Myself vs. the Frankenstein monster:
whose portrait
should I finish first? My own will be done soon.
An abbreviation,
without much effort it'll look like me,
mask & all. But the Frankenstein monster--
I knew him only that brief moment before
he stepped into the Arctic ice
to vanish forever, grieving
his creator's death & the futility
of his own eloquence. I thought I saw him today panhandling
on the Brooklyn Bridge, standing
a little too tall;
shaking the pebbles from his criminal's brain, my drinking-buddy,
who never knew luck,
did not want this life. He insists my approach is too literary & swears
he'll get to me or my brother. What he never forgets
is his own image on the water's surface
uncomprehending;
he must've always known he was marked.
People focus
on stories of his passionate brutality.
Eyewitness accounts
are legion but seldom is mention made of the curse
that was his life. How are your electrodes,
humans? The perpetual frown
subsides in the company of the blind. Loving music,
he leans across the table. The place
is lit with candles. A piano rushes through his brain carrying the ghosts
of two children:
the one he murdered;
the other he never was.
The wine is strong.
What do you do after you've murdered the child
you never were?
How else do you approach formal beauty? The monster's trying to tell me something... then hears his name
& blisters the instrument out of the player's hand.

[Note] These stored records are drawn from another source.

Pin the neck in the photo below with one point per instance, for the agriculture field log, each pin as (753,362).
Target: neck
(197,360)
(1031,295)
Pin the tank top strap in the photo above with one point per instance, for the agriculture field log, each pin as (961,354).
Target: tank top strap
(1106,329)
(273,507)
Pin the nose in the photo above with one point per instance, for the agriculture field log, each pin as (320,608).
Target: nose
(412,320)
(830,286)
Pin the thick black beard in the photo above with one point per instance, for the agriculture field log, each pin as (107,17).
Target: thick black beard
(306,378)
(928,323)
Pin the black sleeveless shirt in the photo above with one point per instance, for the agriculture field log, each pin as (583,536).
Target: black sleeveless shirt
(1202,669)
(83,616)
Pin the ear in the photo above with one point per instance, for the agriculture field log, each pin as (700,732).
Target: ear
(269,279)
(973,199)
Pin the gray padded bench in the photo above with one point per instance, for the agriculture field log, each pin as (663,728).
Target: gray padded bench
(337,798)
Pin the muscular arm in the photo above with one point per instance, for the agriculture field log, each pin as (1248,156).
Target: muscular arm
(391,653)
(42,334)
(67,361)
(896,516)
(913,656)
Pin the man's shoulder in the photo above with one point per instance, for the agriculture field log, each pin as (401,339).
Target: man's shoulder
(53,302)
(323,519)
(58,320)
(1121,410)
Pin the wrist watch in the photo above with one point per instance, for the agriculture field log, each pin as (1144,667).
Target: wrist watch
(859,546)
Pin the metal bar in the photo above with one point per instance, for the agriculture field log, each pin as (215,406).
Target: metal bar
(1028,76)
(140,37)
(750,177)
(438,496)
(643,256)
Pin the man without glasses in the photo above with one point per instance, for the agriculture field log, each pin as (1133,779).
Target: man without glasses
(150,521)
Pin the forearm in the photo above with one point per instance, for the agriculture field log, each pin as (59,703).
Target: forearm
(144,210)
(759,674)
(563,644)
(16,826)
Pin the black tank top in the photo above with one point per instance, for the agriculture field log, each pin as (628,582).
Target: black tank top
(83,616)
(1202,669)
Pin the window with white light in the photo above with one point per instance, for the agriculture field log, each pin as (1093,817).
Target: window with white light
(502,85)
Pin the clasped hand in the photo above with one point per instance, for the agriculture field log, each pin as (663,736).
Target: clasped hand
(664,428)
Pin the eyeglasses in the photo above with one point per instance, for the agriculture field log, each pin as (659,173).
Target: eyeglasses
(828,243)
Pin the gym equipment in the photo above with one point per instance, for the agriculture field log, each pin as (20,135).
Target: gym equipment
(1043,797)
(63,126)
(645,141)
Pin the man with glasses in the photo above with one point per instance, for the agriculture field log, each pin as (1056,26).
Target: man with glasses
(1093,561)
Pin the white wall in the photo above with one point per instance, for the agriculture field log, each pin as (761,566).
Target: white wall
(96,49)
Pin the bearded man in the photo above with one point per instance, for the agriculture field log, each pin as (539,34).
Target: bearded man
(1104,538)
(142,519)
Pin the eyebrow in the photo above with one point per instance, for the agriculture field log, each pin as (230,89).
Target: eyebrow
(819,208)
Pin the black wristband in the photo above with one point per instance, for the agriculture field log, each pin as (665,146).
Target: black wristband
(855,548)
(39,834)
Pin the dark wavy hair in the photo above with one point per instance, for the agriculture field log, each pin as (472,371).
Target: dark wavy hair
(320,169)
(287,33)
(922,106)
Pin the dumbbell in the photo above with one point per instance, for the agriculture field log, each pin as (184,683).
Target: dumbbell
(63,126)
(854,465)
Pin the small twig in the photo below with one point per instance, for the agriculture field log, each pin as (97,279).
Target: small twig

No one says a word. Its good
to hear him laugh,
but not so funny
what happens when the wrong parts & basic elementals
are given another chance at life,
like this canvas & its paint that refuses to dry.

Karen Fabiane was born in 1949 in NYC and grew up on Long Island.  Under a different name, she was part of the Manhattan downtown scene during the 1970s, making music, writing & performing poetry, and painting.  Her work has been published in Bound, Coal, Delaware County Times, Home Planet News, Newsletter Inago, MomowareNew Voices, OM, Poetry Motel, RagShock, Salonika, Title I, Torture House USA, and four different anthologies released by Bright Hill Press, which  also published her book, Dancing Bears, in 2011; a 2nd book, Seeing You Again, was published by Grey Book Press in 2014.  Her paintings have been exhibited in Seattle, New York City, Washington, DC, and the Capital District of New York (Albany environs) since 1978.  Moved from Brooklyn to Delaware County in 1989, she currently lives in Troy.